L'ensemble de ces mesures incitatives et de ces annonces constitue une base solide pour l'élaboration d'une règle finale solide pour les véhicules à haut rendement énergétique. Les flottes disposeront de nombreuses options pour réduire, voire éliminer les émissions de leurs véhicules, et l'infrastructure répondra aux besoins du marché lorsque la règle de l'EPA entrera en vigueur.
Il est important de noter que les besoins en infrastructures pour les véhicules lourds à zéro émission seront modestes au début et augmenteront progressivement au fil du temps.
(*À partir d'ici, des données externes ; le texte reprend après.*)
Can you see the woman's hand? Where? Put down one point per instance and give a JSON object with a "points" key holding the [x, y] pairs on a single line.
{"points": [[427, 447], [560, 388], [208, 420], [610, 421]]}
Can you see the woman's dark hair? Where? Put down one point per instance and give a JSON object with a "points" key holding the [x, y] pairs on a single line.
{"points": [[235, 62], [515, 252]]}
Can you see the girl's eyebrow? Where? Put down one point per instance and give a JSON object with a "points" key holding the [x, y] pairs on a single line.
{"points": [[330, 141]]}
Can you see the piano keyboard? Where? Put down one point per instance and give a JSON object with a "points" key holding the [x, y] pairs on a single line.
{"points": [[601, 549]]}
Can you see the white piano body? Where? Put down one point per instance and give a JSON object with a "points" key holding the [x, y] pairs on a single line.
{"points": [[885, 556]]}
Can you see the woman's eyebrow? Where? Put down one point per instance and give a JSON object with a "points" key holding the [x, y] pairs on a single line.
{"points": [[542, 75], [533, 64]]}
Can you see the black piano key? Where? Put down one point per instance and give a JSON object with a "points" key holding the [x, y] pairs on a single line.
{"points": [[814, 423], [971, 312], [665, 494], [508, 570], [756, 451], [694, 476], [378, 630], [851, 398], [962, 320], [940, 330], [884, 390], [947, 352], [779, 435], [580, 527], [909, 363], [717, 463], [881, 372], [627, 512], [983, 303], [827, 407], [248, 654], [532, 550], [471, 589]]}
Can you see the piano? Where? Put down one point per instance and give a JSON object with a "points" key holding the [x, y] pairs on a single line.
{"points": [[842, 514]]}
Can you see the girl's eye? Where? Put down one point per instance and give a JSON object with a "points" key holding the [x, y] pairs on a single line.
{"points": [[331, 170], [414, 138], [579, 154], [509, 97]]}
L'International Council on Clean Transportation a récemment publié une analyse démontrant que la règle de l'EPA sur les VLD ne nécessiterait qu'un déploiement très limité d'infrastructures d'ici à 2030. Un financement coordonné des États et du gouvernement fédéral garantira que les infrastructures pour les véhicules lourds à zéro émission seront construites pour répondre aux besoins de la règle de l'EPA.
Le marché des VLD se prépare ; il incombe à l'EPA de fixer des normes strictes qui s'appuient sur les progrès technologiques et réduisent les émissions de polluants dangereux qui ont un impact disproportionné sur les populations les plus vulnérables. Le moment est venu de prendre des mesures audacieuses pour protéger les personnes et la planète.